The final diagnosis requires histological examination. Macroscopically, CLCs present as yellow, greyish, or yellow-pink, multilocular cysts or spongy masses, containing watery/milky fluids at sectioning18 (Figure 4). Microscopically, they consist of cysts lined by flat endothelial cells devoid of atypia, similar to those of normal lymphatic tissue. The surrounding stroma is usually irregular enlarged lymphatic spaces and aggregates of lymphoid tissue. The presence of smooth muscle bundles and adipocytes are additional features4,6 (Figure 5). In the case of atypical histology, the diagnosis might require immunohistochemistry. Endothelial cells stain positive with lymphatic endothelial markers such as D2-40 marker and also for vascular markers including CD34-, CD31-, factor VIII–related antigen and VEGFR3.11,13

Conclusion

Cystic lymphangiomas are very uncommon and benign lesions of the colon. The clinical presentation varies from incidental findings on imaging to presentation with acute abdomen.

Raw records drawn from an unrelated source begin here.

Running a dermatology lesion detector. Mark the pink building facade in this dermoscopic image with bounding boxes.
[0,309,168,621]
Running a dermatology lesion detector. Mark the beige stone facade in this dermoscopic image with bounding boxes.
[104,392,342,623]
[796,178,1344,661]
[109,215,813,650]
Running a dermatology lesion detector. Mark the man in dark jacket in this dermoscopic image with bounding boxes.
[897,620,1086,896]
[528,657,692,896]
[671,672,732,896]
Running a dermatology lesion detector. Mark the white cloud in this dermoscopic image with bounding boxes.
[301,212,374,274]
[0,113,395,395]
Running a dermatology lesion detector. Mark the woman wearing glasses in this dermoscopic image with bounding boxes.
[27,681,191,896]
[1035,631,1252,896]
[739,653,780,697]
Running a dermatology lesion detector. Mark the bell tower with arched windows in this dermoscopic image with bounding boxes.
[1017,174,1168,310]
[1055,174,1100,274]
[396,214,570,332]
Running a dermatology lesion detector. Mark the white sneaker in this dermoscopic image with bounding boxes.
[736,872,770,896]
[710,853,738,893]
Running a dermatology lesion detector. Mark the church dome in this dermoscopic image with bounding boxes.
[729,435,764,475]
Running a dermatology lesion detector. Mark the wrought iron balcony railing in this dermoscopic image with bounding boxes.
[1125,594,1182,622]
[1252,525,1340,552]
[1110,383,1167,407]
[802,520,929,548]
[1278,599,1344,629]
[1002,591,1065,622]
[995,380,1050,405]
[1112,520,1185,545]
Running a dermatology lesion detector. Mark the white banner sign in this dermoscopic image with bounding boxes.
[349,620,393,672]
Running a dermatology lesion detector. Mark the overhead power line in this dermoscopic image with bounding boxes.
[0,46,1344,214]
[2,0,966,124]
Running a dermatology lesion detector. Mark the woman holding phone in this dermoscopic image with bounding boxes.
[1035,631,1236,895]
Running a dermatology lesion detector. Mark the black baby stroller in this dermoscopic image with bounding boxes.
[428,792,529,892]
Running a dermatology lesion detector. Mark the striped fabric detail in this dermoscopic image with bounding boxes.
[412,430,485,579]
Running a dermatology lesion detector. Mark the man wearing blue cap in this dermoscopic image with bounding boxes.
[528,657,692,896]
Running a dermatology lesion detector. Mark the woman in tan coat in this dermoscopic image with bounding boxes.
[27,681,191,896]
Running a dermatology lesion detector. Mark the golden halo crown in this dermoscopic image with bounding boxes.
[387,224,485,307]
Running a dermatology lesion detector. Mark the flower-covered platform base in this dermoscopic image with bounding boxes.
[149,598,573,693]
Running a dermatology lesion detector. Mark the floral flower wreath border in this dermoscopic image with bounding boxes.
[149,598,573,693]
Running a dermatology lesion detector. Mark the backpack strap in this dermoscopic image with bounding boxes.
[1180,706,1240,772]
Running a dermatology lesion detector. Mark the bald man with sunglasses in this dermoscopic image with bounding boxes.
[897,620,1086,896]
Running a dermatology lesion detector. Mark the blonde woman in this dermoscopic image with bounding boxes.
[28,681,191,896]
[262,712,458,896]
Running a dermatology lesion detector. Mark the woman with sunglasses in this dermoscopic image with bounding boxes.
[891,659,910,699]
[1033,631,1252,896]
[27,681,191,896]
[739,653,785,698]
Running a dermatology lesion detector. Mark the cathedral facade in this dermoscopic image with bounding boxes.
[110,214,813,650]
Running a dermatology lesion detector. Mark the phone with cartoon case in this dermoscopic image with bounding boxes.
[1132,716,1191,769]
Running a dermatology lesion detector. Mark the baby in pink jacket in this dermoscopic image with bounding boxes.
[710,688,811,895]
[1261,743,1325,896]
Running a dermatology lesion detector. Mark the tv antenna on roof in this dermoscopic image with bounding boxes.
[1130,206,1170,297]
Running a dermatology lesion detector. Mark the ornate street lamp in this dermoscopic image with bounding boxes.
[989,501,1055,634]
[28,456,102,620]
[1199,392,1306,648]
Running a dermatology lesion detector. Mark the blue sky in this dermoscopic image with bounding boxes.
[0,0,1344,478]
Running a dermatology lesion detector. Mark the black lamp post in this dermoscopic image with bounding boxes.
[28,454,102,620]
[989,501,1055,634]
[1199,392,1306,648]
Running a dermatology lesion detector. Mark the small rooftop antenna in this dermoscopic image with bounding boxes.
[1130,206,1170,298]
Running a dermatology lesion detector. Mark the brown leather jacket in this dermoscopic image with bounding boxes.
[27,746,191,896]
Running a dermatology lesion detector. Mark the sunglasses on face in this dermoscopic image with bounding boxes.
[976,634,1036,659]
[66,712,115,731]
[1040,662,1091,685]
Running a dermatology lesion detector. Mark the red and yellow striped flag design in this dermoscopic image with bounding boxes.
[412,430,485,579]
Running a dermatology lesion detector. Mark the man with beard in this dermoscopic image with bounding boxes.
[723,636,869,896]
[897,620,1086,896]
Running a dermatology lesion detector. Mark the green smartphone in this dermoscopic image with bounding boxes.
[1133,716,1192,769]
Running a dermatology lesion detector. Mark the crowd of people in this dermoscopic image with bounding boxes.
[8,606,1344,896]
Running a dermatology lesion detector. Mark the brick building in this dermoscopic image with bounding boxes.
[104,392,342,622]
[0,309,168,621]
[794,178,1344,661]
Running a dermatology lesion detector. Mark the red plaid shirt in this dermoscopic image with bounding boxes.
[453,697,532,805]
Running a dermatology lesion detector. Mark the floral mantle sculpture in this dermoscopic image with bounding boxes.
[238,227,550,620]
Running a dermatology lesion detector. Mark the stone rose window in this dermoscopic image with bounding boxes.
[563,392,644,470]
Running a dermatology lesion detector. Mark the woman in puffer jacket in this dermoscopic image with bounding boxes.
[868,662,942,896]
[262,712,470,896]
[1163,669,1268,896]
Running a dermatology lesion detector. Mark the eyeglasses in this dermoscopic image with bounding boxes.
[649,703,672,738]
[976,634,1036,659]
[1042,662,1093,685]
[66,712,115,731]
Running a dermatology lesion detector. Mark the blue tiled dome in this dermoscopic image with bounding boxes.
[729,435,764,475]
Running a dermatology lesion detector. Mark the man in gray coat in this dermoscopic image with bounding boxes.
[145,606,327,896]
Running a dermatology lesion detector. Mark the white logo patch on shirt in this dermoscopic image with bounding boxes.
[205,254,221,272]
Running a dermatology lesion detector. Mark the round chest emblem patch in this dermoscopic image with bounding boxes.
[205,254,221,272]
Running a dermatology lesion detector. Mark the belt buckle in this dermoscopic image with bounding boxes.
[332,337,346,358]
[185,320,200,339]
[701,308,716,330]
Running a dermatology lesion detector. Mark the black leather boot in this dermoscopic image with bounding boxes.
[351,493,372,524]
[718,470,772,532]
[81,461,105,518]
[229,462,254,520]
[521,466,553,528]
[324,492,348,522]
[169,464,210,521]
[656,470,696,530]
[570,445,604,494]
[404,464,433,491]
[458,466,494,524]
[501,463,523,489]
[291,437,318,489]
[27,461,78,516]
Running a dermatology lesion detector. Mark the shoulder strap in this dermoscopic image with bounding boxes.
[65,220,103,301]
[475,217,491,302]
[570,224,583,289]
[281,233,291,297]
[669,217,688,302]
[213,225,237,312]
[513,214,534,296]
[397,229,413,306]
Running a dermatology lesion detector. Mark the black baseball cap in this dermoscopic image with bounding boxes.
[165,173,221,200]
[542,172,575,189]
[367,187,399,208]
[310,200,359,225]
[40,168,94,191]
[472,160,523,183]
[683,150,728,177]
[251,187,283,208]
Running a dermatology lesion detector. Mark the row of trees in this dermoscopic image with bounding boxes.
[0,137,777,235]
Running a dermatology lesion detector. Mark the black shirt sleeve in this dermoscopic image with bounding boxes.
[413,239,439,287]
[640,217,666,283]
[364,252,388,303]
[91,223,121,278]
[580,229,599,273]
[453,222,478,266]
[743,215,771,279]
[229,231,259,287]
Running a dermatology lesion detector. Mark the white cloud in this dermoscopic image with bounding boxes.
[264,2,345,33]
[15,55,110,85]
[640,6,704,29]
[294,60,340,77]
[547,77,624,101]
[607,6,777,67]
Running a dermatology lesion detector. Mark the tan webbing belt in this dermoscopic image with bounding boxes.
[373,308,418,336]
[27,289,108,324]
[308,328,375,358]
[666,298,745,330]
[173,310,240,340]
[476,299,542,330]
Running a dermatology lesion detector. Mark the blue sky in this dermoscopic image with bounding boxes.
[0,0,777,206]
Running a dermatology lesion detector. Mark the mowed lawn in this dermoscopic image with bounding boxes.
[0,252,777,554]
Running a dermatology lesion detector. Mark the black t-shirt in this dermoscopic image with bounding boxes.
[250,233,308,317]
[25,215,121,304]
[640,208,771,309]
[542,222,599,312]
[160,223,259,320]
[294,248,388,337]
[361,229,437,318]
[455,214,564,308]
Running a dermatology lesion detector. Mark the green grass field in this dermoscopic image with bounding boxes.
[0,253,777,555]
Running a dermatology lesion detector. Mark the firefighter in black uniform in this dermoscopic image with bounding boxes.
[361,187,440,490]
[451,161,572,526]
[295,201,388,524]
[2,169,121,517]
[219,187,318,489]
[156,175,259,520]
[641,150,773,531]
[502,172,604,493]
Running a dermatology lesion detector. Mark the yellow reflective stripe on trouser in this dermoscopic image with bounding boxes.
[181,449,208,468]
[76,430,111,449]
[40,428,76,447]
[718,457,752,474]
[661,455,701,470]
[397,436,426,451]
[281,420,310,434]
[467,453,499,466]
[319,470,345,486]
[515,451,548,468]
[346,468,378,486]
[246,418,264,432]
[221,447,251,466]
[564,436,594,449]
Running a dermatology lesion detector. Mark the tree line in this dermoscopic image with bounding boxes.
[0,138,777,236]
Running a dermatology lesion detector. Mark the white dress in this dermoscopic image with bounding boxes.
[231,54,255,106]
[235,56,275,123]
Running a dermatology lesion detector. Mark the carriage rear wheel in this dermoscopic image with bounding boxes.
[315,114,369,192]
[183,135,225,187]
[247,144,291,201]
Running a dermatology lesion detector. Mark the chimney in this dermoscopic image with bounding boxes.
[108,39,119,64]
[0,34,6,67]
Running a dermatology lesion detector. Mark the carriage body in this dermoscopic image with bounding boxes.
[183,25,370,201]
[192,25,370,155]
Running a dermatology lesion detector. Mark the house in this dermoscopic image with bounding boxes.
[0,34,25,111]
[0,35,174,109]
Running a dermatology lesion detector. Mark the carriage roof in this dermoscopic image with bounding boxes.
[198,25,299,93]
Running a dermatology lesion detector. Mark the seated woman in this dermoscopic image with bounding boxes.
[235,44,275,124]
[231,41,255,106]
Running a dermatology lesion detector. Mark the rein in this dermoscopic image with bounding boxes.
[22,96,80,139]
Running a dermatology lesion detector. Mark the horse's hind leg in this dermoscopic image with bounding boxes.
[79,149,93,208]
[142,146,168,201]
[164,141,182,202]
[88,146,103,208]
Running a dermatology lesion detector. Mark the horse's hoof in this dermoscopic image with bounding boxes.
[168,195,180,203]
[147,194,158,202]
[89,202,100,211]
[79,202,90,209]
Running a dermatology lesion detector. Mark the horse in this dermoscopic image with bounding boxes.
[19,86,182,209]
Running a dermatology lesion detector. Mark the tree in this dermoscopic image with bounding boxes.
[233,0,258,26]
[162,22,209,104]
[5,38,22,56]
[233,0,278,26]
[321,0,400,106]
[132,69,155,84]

Typical features are usually multilocular cyst located in intramural colon on cross-sectional imaging and submucosal mass on endoscopy. The low frequency and acute abdominal condition can make it difficult for physicians to diagnose colonic lymphangiomas even with typical imaging features. Resection is essential to prevent complications, confirm the diagnosis histologically, and definitively exclude malignancy.

Ethics Approval and Consent to Participate

The case report received approval for publication from the Ethics Committee of Saint Paul Hospital of Ha Noi.

Consent for Publication

Written informed consent for publication of the clinical details and clinical images was obtained from the patient.

Disclosure

The authors declare no conflicts of interest in this work.